If considering adding CBG to your health and wellness routine, discuss the decision with your doctor, especially if taking medications or managing a chronic condition. But the initial potential shown by CBG research suggests this emerging cannabinoid may soon play a bigger role in plant-based medicine.
Frequently Asked Questions About CBG Oil
Does CBG oil get you high?
No, CBG products including CBG oil will not get you high. CBG is a non-intoxicating cannabinoid, meaning it does not produce psychoactive effects. This makes legal CBG safe to use without impacting mental clarity.
What’s the difference between CBD and CBG?
- CBG occurs in much lower natural concentrations than CBD in most cannabis plants.
- CBG appears to have stronger antibacterial properties compared to CBD based on initial research.
- CBG may have more targeted benefits for nervous system conditions like Huntington’s and Parkinson’s disease.
- CBD is more researched overall, given it entered the market earlier than CBG.
The two cannabinoids also appear to interact with the endocannabinoid system in slightly different ways. Many people find combining CBD and CBG provides complementary benefits.

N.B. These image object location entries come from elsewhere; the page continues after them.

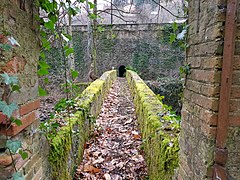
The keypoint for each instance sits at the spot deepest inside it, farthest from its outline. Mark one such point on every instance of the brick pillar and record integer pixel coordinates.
(233, 140)
(201, 95)
(17, 19)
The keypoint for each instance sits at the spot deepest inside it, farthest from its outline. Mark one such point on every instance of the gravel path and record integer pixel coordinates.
(114, 152)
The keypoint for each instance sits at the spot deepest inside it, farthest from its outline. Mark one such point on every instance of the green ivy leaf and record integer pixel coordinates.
(92, 16)
(49, 25)
(43, 71)
(23, 154)
(172, 38)
(5, 47)
(74, 74)
(13, 146)
(9, 79)
(72, 11)
(46, 44)
(46, 80)
(43, 64)
(91, 5)
(69, 51)
(15, 88)
(18, 176)
(43, 55)
(8, 109)
(53, 18)
(41, 92)
(175, 26)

What does full spectrum CBG mean?
Full spectrum CBG products contain CBG along with other plant compounds like flavonoids, amino acids, and minor cannabinoids. This creates an “entourage effect” that enhances CBG’s benefits. Broad spectrum CBG is similar but contains zero THC.
Is CBG safe for pets?
Very little research exists on CBG’s safety for animals thus far. While CBG appears gentle based on human and animal studies, pet owners should exercise caution when giving CBG to their pets. Discuss using CBG with your veterinarian first to determine if CBG is appropriate for your pet. Start with very low doses if pursuing CBG for animal use.
Can you take too much CBG? What is the correct CBG dosage?
It is possible to take too much CBG, especially when first starting out. Large doses of CBG may cause unwanted side effects like drowsiness, dizziness, diarrhea and more. Most experts recommend starting with just a few milligrams of CBG per dose - 5 mg or less. Wait to see how your body responds before gradually increasing the dosage if desired and tolerated.
The “correct” CBG dosage can range quite a bit depending on the individual. Take the minimum needed to achieve your desired benefits without major side effects. Consulting a doctor for guidance on CBG dosage for your needs is recommended.
What does CBG oil do? Conclusion
Despite just starting to gain attention recently, CBG already shows intriguing potential thanks to preclinical research indicating benefits for nervous system health, digestive function, bladder regulation, bacterial infections, inflammation and more.
Of course, large scale human trials are still needed to confirm and expand on these preliminary findings around CBG oil and other CBG products. But the promising early results are fueling hope that CBG could soon emerge as a viable therapeutic tool, either on its own or alongside other cannabinoids like CBD.
While more research, regulation, and consumer education is still imperative as the CBG market develops, the future certainly looks bright for this lesser known, but highly promising plant compound.